7. Population growth – very little was mentioned during yesterday ministerial session about the explosive population growth that caused our trains to be jam-packed. It is no wonder that our infrastructure suffers a serious blow-back as our train lines are not supposed to take in so many people in so short a time. Our population growth shot up from 4.59 million in 2006 to 5.6 million in 2016 largely fuelled by foreigners keen to work and live in our country. There is little planning for such a steep population growth which adversely over-load our transport, health and educational facilities.  The foreigner population growth has slowed down somewhat recently with a stable 0.527 million permanent residents and a more fluctuating non-resident foreign population of 1.6 million comprising mainly construction work permit holders (42%) and employment/work pass holders (23%).  More can be done to further slow the foreign influx by making it tougher for businesses to hire foreign job seekers especially if the locals can do the same job. I am sure that the recent frequent break-down has alot to do with the rapid population growth.

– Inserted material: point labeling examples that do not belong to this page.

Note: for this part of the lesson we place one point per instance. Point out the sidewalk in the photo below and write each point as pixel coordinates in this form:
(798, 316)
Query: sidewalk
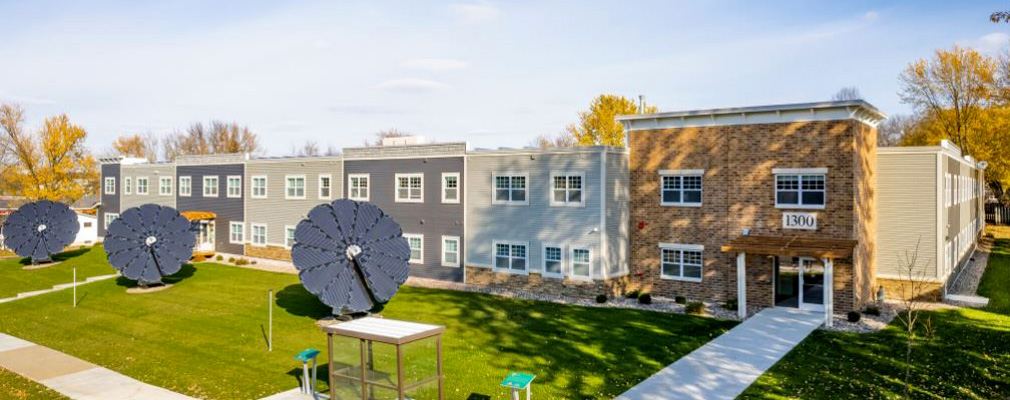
(73, 377)
(725, 367)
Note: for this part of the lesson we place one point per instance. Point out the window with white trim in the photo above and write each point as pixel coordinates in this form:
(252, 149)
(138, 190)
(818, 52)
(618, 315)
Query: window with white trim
(800, 190)
(510, 189)
(210, 186)
(294, 187)
(236, 232)
(233, 186)
(289, 236)
(681, 262)
(450, 252)
(110, 186)
(511, 256)
(109, 217)
(553, 262)
(185, 186)
(450, 187)
(681, 188)
(581, 263)
(416, 243)
(567, 189)
(358, 187)
(260, 233)
(325, 187)
(165, 186)
(141, 186)
(409, 188)
(260, 187)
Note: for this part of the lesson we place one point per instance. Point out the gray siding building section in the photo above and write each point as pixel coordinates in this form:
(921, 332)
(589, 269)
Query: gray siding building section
(154, 173)
(276, 210)
(431, 218)
(110, 202)
(538, 221)
(226, 208)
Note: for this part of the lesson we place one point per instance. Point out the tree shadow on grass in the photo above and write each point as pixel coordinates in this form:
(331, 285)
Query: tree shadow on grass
(60, 257)
(187, 271)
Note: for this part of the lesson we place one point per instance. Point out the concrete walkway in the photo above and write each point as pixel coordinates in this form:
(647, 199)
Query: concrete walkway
(729, 364)
(73, 377)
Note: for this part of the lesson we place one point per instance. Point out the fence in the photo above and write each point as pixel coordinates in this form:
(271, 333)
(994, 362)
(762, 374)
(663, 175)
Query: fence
(998, 214)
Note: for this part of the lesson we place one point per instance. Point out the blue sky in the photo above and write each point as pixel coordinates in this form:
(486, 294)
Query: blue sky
(492, 73)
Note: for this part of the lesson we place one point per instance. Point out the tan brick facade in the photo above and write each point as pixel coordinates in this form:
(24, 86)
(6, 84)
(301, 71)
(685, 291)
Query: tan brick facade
(738, 193)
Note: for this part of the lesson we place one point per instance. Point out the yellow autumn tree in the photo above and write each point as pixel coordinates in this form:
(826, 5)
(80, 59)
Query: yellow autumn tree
(53, 164)
(599, 125)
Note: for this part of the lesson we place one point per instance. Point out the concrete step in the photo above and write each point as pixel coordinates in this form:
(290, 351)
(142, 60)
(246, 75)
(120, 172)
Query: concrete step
(968, 300)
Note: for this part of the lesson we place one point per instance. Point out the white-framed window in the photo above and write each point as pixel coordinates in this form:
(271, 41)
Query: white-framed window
(510, 188)
(450, 187)
(233, 186)
(450, 251)
(416, 243)
(260, 187)
(210, 186)
(800, 188)
(289, 236)
(553, 260)
(358, 187)
(409, 188)
(109, 217)
(681, 262)
(511, 256)
(260, 234)
(185, 186)
(294, 187)
(110, 185)
(581, 263)
(141, 186)
(567, 189)
(236, 232)
(325, 187)
(681, 187)
(165, 186)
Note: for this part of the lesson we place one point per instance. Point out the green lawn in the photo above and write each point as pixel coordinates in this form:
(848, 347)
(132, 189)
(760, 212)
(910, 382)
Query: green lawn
(15, 279)
(967, 358)
(205, 336)
(15, 387)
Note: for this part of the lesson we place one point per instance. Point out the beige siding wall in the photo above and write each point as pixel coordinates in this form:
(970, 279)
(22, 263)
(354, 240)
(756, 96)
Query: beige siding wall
(278, 212)
(154, 173)
(907, 206)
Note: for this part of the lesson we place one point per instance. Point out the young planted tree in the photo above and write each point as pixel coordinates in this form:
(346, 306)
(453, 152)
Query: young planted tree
(53, 164)
(599, 125)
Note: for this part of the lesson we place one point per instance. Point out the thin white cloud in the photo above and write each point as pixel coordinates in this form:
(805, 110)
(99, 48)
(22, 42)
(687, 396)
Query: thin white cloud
(436, 65)
(412, 85)
(475, 12)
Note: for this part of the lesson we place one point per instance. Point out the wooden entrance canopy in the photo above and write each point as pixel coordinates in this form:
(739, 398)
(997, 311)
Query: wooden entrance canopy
(818, 247)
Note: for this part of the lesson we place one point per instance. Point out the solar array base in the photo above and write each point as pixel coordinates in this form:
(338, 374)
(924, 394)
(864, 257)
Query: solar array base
(40, 229)
(148, 242)
(351, 255)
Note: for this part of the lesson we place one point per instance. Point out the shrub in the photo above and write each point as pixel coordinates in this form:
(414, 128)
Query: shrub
(696, 308)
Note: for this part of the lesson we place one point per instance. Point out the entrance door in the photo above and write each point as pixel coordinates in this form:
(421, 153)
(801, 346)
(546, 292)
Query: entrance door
(800, 284)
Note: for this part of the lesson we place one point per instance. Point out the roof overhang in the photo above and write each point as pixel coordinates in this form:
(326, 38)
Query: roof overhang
(780, 113)
(818, 247)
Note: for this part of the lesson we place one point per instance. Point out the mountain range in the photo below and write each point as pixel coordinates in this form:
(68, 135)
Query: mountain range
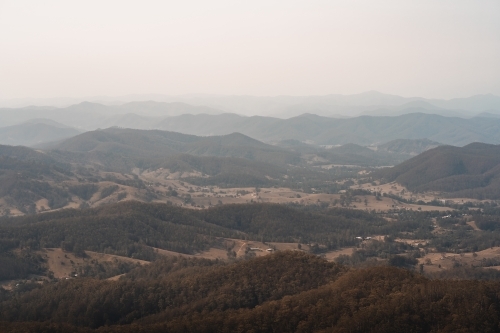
(290, 106)
(472, 171)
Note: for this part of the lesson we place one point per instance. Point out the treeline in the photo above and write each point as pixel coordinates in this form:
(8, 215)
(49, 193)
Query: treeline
(283, 292)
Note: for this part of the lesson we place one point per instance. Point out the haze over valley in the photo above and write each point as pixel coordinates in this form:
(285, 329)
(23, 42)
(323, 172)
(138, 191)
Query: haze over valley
(263, 166)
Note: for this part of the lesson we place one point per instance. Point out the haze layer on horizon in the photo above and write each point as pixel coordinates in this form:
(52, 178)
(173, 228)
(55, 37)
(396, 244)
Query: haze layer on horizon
(421, 48)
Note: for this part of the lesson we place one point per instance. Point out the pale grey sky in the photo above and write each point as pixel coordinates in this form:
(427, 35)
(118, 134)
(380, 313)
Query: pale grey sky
(428, 48)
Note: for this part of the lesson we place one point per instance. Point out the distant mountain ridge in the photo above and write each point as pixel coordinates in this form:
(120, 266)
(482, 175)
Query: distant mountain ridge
(34, 132)
(472, 171)
(364, 130)
(159, 144)
(289, 106)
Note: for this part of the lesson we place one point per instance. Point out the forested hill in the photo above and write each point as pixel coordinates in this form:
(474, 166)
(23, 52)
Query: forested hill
(132, 228)
(363, 130)
(472, 171)
(284, 292)
(158, 144)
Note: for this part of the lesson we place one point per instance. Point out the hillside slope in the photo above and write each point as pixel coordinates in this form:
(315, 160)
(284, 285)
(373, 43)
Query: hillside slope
(35, 132)
(471, 171)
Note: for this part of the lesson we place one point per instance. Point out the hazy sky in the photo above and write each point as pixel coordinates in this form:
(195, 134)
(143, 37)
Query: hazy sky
(428, 48)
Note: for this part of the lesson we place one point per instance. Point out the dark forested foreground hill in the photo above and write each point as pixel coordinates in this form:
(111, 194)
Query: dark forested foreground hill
(284, 292)
(472, 171)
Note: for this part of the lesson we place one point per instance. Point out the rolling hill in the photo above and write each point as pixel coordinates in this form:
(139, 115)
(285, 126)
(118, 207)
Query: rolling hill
(34, 132)
(472, 171)
(159, 144)
(408, 147)
(364, 130)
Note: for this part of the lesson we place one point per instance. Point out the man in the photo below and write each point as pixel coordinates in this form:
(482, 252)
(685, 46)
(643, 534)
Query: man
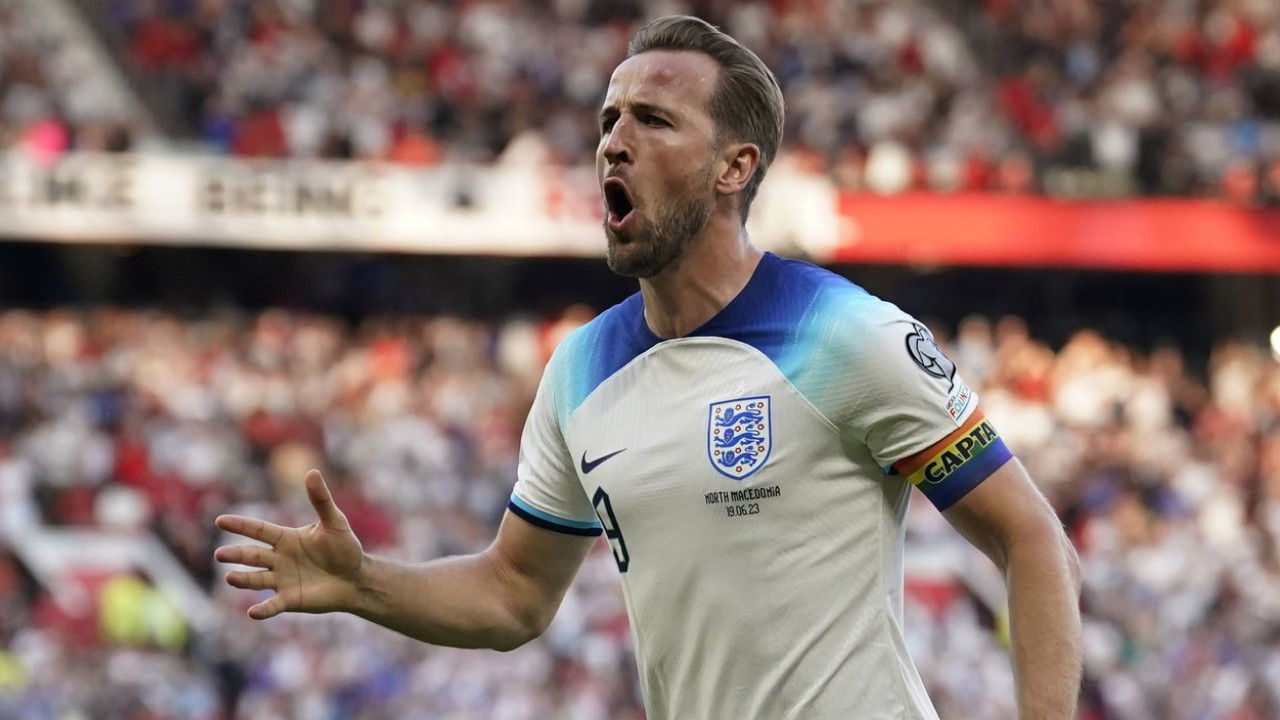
(745, 431)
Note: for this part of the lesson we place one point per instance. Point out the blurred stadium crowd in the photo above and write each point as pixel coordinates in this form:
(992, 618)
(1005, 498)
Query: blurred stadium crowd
(1073, 98)
(1169, 484)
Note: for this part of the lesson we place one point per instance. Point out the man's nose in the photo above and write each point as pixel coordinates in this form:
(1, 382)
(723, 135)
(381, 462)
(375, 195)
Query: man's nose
(617, 144)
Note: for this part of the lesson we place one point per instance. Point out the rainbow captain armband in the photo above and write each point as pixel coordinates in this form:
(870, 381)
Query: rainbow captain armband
(946, 470)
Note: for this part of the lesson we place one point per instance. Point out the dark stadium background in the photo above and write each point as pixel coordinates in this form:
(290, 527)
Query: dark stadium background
(1112, 287)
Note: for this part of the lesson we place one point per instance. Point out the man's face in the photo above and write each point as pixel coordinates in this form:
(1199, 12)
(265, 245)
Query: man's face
(656, 160)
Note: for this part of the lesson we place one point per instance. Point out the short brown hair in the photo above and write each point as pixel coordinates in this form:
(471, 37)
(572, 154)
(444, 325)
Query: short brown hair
(746, 104)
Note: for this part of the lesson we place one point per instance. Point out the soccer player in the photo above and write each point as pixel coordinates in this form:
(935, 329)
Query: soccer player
(745, 431)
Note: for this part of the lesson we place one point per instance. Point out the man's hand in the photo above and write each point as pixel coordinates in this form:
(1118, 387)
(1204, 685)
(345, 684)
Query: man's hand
(312, 569)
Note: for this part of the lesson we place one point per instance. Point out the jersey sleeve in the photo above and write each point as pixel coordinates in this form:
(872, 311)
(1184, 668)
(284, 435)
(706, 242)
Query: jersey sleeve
(547, 491)
(914, 411)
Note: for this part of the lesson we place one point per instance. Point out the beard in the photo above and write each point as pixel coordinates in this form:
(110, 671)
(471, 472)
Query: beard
(656, 242)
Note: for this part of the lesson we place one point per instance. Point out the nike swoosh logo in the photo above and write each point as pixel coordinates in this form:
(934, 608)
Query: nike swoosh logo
(588, 465)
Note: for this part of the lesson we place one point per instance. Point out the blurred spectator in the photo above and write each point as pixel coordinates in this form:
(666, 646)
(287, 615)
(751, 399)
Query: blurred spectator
(1078, 98)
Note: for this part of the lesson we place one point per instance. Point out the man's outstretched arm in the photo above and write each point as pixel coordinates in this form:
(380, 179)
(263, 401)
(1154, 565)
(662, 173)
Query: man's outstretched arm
(498, 598)
(1009, 519)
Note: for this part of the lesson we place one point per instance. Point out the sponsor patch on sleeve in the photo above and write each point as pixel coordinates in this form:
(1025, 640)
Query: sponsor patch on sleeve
(952, 466)
(959, 401)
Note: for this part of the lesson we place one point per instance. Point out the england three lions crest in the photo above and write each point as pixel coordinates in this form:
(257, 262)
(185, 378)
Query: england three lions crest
(739, 436)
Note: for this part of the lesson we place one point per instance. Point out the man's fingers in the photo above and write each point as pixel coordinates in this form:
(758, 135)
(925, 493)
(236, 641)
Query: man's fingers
(269, 607)
(255, 580)
(318, 492)
(254, 555)
(252, 528)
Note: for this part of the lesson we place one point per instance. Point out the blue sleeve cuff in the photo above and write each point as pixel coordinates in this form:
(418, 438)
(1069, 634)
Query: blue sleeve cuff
(549, 522)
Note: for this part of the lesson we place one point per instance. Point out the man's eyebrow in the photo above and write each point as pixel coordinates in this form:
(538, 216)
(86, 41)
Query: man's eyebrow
(644, 108)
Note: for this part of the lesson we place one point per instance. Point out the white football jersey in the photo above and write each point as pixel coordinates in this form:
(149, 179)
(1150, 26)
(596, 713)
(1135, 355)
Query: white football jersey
(752, 479)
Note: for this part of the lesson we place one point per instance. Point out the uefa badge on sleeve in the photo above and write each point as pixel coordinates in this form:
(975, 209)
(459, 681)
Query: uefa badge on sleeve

8. Remuneration – Minister Khaw has mentioned during his ministerial statement that the salary remuneration of staff from the top to the rank-and-file will be reviewed in the aftermath of the disastrous Bishan station flooding. It may be worthwhile to consider remunerating staff especially the maintenance team base on the frequency of break-down eg.  if there are fewer major train faults for that month the maintenance staff may get a merit bonus and nothing if the faults exceed a certain minimum threshold. There is currently hardly any incentive for the maintenance team if trains operate slowly or not. Many may simply just put in their fair share of work for the day, go home and wait to collect their monthly salary. A special incentive for a low-default month may actually put back some spark into the maintenance team’s morale.

9. Tripartite the second – when minister Khaw mentioned about SMRT, LTA and MOT working together as one many will no doubt recalled our failed tripartite alliance for the labour movement whereby the government, employers and workers ideally come together as one entity working for the common good. We all know by now that in practice this is a huge myth of untruth.  In fact, it is not unfair to say that the transport fiasco arose because there is a lack of proper check and balance. LTA acting as the regimental teeth oversees the transport services bearing in mind that the one who is in charge of LTA is another former military guy ex-Rear Admiral Chen Men Leong who oversaw the naval portfolio. Desmond Kuek as the Chief of Defence Force from 2007 to 2010 would likely oversee Mr Chen in his naval portfolio before he joins SMRT as CEO. There is some conflict of interest here and many have speculated that it would be difficult for Chen being the chief of LTA to rein in Desmond Kuek who is formerly his boss as chief of army.

10. Army general – there is the current craze to place in ex-army general in all kinds of top portfolio – from ex-NOL CEO Ng Yat Chung to PM-wannabe Chan Chun Sing. Though our army generals have came in with glowing academic and military achievements without actually fighting in a actual war, their foray into the non-military sector has being nothing but encouraging. Ng Yat Chung lost our priced shipping asset NOL to French CMA CGM in a $3 billion deal and has eventually turned it around to be a profitable entity. Army generals may not be the best personnel to be placed in commercial enterprises that need proper ground experience and skills set. There is a world of difference when it comes to running a military setup that does not put profits as pre-requisite for the job and one that places alot of emphasis on public interest and profits.